Right on, cant go wrong with Woody Guthrie


----------



## maggot

Our tastes in music seem to be wildly different, but have you listened to Parquet Courts at all? Their album Wide Awake is one of my favorite releases to come out this year, they've got a really interesting rock-ish punk-ish new-wave-ish sound going on with some smart politics.. might be worth a listen for ya!


----------



## roughdraft

Coywolf said:


> -Fleetwood Mac (Stevie Nicks is the shit!)
> 
> -Black Sabbath
> 
> -Tool
> -System of a down
> 
> -Eminem (Best lyricist I've ever heard)
> 
> -Disturbed (way underrated)
> -Primus
> 
> -Limp Bizkit (Dont 'chu know I gotta chainsaw?)



awesome possum 

Tusk by FM is my jam

sabbath and tool i got into way late in life and am now hooked on both

much respect for citing Disturbed as underrated.
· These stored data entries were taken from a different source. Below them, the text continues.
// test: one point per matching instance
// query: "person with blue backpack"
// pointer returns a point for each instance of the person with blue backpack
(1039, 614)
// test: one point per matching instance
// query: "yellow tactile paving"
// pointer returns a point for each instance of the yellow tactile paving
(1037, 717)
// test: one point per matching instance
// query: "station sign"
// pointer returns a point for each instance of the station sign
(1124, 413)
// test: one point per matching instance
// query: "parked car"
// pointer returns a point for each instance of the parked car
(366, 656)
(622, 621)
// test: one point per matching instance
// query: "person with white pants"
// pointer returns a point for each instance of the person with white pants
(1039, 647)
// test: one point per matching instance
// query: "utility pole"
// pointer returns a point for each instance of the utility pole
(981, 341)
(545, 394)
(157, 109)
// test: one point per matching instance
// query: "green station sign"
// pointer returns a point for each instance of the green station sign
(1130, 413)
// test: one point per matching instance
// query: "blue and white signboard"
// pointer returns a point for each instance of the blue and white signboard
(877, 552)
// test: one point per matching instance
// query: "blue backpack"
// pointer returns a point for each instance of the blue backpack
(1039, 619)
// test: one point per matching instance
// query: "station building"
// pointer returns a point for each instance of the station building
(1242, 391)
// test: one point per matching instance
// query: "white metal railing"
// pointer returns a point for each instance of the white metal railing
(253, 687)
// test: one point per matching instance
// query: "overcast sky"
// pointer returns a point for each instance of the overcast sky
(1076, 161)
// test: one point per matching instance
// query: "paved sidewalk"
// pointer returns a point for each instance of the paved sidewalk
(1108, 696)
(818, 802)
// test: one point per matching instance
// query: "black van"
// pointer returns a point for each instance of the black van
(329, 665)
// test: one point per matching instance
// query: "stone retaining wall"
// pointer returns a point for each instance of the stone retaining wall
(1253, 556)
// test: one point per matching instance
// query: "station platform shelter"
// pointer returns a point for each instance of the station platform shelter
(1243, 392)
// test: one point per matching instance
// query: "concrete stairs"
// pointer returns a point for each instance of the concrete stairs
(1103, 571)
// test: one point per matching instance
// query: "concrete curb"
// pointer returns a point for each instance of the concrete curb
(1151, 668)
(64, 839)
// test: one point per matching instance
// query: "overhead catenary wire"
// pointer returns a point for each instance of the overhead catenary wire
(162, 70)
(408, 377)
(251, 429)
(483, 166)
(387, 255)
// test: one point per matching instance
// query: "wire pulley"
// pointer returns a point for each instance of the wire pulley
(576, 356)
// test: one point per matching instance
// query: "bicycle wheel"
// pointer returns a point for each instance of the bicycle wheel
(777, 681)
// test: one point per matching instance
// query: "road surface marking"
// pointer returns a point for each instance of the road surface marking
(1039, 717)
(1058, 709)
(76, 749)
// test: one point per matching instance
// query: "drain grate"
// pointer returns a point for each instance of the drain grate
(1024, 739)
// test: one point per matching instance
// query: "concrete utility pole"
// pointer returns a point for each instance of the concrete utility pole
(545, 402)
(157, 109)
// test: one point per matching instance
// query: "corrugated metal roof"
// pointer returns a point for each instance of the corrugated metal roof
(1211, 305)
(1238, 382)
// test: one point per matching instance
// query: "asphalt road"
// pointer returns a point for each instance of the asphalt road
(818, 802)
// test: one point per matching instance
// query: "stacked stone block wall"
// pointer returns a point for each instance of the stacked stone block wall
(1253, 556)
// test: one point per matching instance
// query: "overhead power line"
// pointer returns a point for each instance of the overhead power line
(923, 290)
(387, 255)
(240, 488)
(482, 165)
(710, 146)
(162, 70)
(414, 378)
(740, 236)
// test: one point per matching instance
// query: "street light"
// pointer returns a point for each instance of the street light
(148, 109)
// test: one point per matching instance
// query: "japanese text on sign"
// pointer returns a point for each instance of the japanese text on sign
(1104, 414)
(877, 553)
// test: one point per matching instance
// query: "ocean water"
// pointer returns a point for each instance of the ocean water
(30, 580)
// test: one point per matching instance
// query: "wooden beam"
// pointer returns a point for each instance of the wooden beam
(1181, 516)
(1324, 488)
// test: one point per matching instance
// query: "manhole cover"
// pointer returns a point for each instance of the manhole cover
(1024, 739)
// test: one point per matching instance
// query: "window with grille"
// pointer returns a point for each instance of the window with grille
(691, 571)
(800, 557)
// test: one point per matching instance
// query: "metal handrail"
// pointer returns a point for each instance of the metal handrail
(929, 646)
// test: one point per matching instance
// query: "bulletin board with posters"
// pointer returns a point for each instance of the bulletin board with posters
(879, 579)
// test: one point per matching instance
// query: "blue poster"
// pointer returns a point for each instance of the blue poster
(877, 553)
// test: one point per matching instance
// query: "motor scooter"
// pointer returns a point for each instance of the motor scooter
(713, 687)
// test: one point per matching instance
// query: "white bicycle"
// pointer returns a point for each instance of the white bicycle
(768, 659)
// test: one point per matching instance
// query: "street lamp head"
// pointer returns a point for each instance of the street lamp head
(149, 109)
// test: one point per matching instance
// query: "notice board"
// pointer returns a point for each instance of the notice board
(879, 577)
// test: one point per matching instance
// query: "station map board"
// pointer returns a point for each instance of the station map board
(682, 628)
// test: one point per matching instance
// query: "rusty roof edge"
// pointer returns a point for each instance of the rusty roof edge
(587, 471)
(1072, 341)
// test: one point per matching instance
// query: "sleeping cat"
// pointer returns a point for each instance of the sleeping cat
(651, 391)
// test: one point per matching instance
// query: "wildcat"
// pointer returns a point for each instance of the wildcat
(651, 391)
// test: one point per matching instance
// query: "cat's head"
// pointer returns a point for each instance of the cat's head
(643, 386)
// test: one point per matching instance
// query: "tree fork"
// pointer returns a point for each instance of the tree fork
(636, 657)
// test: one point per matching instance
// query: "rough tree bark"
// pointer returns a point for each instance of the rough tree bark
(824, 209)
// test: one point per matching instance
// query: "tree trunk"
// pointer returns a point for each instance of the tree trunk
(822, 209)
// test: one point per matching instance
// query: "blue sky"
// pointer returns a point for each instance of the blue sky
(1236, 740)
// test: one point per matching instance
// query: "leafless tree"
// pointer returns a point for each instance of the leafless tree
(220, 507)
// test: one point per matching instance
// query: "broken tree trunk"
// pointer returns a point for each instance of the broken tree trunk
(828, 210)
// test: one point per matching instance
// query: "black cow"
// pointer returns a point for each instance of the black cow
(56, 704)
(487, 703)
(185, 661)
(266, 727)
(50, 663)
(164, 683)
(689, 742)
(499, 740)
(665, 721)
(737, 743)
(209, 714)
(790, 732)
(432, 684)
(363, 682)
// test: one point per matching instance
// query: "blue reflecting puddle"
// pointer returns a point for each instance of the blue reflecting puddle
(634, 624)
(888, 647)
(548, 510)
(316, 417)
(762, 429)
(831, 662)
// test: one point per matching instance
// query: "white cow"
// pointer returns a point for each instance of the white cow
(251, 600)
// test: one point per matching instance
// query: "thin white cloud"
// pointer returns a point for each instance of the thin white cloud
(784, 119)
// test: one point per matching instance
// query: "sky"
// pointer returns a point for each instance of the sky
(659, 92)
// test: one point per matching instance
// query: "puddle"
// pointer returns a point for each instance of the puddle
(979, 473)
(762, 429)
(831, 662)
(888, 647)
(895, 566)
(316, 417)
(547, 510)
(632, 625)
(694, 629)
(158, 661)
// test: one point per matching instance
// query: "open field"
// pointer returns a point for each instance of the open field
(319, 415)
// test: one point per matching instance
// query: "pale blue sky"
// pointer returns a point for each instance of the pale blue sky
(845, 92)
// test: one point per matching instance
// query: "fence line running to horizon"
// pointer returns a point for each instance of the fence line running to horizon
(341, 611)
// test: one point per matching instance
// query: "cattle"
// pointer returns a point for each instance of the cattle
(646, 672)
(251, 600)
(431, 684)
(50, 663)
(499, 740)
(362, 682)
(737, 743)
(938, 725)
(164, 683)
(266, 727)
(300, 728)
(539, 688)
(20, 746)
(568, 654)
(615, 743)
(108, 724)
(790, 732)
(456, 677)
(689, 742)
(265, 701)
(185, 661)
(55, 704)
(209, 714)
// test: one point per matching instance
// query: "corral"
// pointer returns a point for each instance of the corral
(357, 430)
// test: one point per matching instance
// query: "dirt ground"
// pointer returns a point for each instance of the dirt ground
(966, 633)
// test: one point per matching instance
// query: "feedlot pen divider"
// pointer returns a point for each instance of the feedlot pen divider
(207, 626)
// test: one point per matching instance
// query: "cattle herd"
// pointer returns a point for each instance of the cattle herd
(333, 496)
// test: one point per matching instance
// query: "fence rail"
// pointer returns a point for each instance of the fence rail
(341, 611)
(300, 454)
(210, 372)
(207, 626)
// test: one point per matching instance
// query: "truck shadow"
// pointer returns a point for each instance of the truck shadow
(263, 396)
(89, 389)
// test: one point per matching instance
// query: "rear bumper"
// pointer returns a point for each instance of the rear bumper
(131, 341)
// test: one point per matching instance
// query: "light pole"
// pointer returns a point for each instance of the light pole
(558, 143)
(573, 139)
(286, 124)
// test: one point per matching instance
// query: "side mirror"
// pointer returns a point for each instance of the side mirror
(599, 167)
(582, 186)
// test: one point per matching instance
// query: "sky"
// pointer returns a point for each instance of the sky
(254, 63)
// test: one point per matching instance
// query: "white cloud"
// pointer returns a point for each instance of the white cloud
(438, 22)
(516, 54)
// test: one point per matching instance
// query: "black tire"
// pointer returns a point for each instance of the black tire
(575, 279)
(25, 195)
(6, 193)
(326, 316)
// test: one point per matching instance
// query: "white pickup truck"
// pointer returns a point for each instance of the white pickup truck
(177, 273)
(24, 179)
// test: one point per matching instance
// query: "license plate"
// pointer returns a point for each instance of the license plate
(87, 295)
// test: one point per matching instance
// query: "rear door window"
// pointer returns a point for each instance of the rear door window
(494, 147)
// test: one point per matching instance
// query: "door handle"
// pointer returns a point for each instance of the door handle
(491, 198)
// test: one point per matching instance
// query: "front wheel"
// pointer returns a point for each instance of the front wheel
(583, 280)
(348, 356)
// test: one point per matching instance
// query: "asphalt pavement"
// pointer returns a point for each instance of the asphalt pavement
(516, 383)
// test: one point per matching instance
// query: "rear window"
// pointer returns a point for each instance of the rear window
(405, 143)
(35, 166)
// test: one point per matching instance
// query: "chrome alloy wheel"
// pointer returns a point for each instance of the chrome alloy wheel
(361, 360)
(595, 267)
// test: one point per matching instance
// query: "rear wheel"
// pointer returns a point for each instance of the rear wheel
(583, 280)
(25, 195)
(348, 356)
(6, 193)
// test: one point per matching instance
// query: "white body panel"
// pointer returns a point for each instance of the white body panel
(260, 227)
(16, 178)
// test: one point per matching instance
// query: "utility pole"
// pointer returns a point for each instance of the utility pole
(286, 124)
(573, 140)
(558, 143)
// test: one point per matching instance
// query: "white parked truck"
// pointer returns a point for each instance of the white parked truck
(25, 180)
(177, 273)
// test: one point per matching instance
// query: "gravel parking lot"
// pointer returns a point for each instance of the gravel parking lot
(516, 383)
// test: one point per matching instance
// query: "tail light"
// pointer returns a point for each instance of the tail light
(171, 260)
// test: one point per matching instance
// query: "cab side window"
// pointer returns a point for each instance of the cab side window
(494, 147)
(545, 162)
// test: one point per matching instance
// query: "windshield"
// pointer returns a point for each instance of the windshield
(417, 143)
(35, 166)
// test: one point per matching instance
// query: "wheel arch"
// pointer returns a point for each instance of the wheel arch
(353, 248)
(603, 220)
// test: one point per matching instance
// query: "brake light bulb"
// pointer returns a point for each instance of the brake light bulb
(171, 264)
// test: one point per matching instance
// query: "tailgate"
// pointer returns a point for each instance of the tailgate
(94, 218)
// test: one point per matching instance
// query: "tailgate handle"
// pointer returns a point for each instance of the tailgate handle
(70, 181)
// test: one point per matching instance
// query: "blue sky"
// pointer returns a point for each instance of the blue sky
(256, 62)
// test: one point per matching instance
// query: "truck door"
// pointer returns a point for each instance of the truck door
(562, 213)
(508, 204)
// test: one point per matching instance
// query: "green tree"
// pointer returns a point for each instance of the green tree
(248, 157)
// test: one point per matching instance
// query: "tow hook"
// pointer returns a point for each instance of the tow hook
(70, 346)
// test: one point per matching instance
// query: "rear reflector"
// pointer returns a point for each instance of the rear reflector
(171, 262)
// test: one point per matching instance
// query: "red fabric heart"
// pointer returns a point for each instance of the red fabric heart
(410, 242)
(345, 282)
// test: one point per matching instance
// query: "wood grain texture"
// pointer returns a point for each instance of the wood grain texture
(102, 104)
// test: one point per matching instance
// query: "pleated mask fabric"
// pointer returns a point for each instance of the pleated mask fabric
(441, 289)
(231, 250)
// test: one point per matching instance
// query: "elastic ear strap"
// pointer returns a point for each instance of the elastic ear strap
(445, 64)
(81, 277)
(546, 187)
Stupify is my favorite track 

Bizkit, Rearranged

i really just wanted to say i am also an eminem stan

if you havent heard his album Infinite please look it up for your own sake. its before the Slim Shady LP and its a treasure

also Big L lifestyles of the poor and dangerous 

best track aside from that album is called Causalities of a Dice Game...you will lose your lyrical nut to that one trust me

hes the only one
who could've (RIP) competed with Em in my opinion


----------



## roughdraft

one Big L verse off iirc.

TRIGGER WARNING...TRASHY PERSON CONTENT...

-----
----
---

the big L be lightin n****s like incense
gettin men lynched to win tits
I'm killin infants for ten cents;
cause I'm a street genius
with a unique penis
got fly chicks. on my dick.
that don't even speak English
I'm makin ducks sit, much tears (?)
i buck q****s, i dont have it all upstairs
but who the fuck cares?
I'm grabbin brews takin fast swiggas
i get cash and stash figures and harrass them bitch ass n****s
..... you gonna get scarred next
and if yr squad flex - I'm lettin off
like Bernard Yeats.
a tech9 is my utensil
fillin-n****s-with-so-much-lead
they could use they dick
for a pencil
I'm known for snatchin purses
and bombin churches;
i get more pussy by accident
than most n****s get on purpose.
i got drug spots from New York to Canada
cause Big L be fuckin with more keys (kis) than a janitor


i mean anyone can feel their feelings about the content but that man could absolutely rap his face off

most of his verses border on being tongue twisters and even though some of his tracks were very non-PC, some were (search for Street Struck) and he had hardhitting amusing bars said with much...authenticity is not the word I'm looking for....edit: conviction!


----------



## Jake Pemberton

Second on Dylan. Was raised on Dylan, have seen him twice and will continue to listen to him until I'm dead. As far as lyricists go, look into Townes Van Zandt and Jason Isbell. Both fall into the Americana realm.


----------



## roughdraft




----------



## roughdraft

Dylan is a hero man.. Visions of Johanna, Desolation Row....these are nothing short of masterpieces


----------